The hope of the rest of us is that, once Labour wins, then it can build from office. Let’s hope that’s true. There will be more wriggle room to tax and spend than it now feels safe to admit. But when you promise little then you’re likely to end up delivering even less. For surely the danger is that, in its caution, it has penned itself into an intellectual, organisational and electoral corner? After the flip from Corbynism, it will have won as New Starmer and will feel compelled to govern as New Starmer.

Underpinning this approach is a view enshrined from the formative years of New Labour, that this is, at best, a small-c conservative country and office can only be secured on the most timid terms. This view must now be contested by the second strategy, not just to win but govern with the ability to transform the country. This is the progressive-majority strategy.

Underpinning it is the hard evidence that, in most elections, there has been a progressive majority, in that the centre-left vote has been bigger then the right vote. Only 2015 bucked the trend. Mrs Thatcher wouldn’t have won in 1979 if the centre-left had worked together.

Data from ParlGov shows that, on a matrix of four key measures, UK voters favour the left over the right. Over 40 years and 11 elections, voters have cast on average 57% of votes for parties deemed to be on the left, making the UK the most progressive of the 15 nations in a sample including Sweden, Norway, Finland and Germany. And yet, because of our first-past-the-post voting system, we end up with the most rightwing governments.

This latent progressive majority can’t just be summoned into reality. It must be politically constructed through arguments and offers that bring the centre-left together. The key issue here is proportional representation, which, if offered by Labour, would secure the backing of Liberal Democrats, Greens and radicals of all stripes.

Compass, the organisation I’m part of, is working with activists from all parties to elect candidates who back proportional representation so that the radical potential of the electorate can be realised.

Crucially, the progressive-majority strategy enables the centre-left to win on a centre-left mandate. It provides a springboard for gradually more transformative government.

Of course, we know the mantra “lose, lose, lose, Blair, Blair, Blair, lose, lose, lose”. But you could just as well replace that with “right, right, right, rightish, rightish, rightish, right, right, right”! Any Labour government is better than any Tory government, but if it’s not better enough then the drift to the right continues.

Labour always mistakes an electoral mandate for a governing mandate.

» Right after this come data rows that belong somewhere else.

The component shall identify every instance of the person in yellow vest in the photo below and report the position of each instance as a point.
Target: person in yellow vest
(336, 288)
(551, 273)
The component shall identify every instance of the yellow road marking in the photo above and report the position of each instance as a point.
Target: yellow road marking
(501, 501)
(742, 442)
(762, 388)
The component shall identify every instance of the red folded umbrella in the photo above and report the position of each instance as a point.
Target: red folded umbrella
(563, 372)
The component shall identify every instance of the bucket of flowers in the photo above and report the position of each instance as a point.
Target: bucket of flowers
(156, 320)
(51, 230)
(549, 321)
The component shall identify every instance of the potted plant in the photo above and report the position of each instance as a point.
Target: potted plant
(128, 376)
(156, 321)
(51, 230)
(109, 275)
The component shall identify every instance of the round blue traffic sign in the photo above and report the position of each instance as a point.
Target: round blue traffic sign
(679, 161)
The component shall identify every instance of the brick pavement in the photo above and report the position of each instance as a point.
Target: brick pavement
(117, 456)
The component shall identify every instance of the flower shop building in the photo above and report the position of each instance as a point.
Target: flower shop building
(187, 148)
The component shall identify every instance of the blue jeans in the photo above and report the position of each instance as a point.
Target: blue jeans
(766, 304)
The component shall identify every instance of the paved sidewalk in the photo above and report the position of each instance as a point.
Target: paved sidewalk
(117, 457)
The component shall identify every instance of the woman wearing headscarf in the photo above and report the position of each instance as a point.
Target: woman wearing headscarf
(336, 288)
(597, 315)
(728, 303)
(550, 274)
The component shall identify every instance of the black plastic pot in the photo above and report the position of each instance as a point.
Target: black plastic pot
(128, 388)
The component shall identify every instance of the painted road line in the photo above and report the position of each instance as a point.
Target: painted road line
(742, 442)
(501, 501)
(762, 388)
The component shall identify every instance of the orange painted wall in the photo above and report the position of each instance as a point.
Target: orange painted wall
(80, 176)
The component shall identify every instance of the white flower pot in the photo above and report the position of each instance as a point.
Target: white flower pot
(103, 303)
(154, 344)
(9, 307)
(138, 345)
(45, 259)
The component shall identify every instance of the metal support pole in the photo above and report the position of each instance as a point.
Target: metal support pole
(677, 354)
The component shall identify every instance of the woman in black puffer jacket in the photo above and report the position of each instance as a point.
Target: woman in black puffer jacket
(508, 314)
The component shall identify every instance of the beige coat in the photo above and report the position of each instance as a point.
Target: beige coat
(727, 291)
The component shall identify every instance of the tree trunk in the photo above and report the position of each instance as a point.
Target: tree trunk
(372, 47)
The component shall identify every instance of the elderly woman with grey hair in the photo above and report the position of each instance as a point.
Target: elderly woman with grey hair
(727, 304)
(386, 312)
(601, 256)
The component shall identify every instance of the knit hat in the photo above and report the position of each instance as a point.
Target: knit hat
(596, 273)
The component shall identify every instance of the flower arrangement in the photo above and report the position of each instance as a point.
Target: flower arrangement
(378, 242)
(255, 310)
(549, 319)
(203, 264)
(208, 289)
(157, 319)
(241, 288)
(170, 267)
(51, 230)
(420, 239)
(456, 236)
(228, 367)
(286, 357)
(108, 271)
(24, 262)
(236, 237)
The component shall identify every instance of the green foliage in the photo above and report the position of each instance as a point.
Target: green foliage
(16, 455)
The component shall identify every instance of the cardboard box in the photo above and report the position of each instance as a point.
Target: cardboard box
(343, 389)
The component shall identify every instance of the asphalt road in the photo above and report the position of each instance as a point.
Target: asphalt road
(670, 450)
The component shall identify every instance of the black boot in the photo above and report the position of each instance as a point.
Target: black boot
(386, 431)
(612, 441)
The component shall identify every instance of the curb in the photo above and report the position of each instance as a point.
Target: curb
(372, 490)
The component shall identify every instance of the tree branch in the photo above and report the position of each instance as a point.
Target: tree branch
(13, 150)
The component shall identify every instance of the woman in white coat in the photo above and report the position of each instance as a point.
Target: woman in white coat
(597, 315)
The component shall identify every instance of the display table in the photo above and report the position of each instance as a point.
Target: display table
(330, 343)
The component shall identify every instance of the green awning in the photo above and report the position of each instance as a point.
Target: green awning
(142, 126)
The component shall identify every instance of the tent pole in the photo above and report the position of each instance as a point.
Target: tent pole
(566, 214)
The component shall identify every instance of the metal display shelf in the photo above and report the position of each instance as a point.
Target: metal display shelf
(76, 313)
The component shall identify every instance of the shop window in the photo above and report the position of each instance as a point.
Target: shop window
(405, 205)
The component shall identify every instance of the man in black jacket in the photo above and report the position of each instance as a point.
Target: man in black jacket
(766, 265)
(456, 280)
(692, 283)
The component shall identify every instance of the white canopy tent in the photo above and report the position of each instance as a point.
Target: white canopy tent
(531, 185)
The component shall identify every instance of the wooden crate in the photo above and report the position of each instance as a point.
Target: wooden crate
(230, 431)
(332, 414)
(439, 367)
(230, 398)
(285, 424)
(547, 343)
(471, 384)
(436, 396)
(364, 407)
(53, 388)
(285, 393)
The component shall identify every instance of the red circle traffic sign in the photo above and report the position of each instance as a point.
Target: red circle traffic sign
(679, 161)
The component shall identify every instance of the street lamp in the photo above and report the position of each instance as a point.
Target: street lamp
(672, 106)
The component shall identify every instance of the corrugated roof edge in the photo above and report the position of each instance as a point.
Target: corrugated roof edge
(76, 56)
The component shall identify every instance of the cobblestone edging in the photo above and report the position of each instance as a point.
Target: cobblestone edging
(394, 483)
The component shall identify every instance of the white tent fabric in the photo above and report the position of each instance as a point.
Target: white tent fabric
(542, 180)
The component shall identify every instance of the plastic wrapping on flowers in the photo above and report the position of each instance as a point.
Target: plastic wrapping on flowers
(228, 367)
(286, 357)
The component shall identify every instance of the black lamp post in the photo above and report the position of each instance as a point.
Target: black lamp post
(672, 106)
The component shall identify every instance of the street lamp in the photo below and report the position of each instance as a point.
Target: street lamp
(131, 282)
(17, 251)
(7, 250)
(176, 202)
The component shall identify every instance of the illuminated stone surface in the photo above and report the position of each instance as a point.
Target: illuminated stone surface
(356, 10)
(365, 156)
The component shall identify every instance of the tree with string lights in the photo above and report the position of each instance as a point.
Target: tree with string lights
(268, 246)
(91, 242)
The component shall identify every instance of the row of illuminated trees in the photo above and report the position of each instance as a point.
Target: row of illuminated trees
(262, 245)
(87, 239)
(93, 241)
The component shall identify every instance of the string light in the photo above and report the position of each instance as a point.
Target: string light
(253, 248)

The right never does, and will relentlessly attack the new government as soon as it wins. Will Labour have intellectual, cultural and organisational resources to draw upon? Or will it be beholden to established vested interests, and thus have no real ability to alleviate poverty, invest in public services and mass public housing and most of all, drive a green transition.

This country isn’t conservative, it is chronically insecure, rampantly volatile and open to the lure of national populism if any new government doesn’t succeed. Look to France, where centrist politics is crumbling, and national populism is ascendant. Belatedly, the centre-left has formed a Popular Front to combat the shift to the right. Let’s hope it’s not too late there or here.

Labour isn’t going to win big because it’s refused to say anything. It will win big because it’s time for change. If enough doesn’t change, then people will jump just as quickly and as big to something else. As the line at the end of Terminator goes, “There is a storm coming.” We can head it off.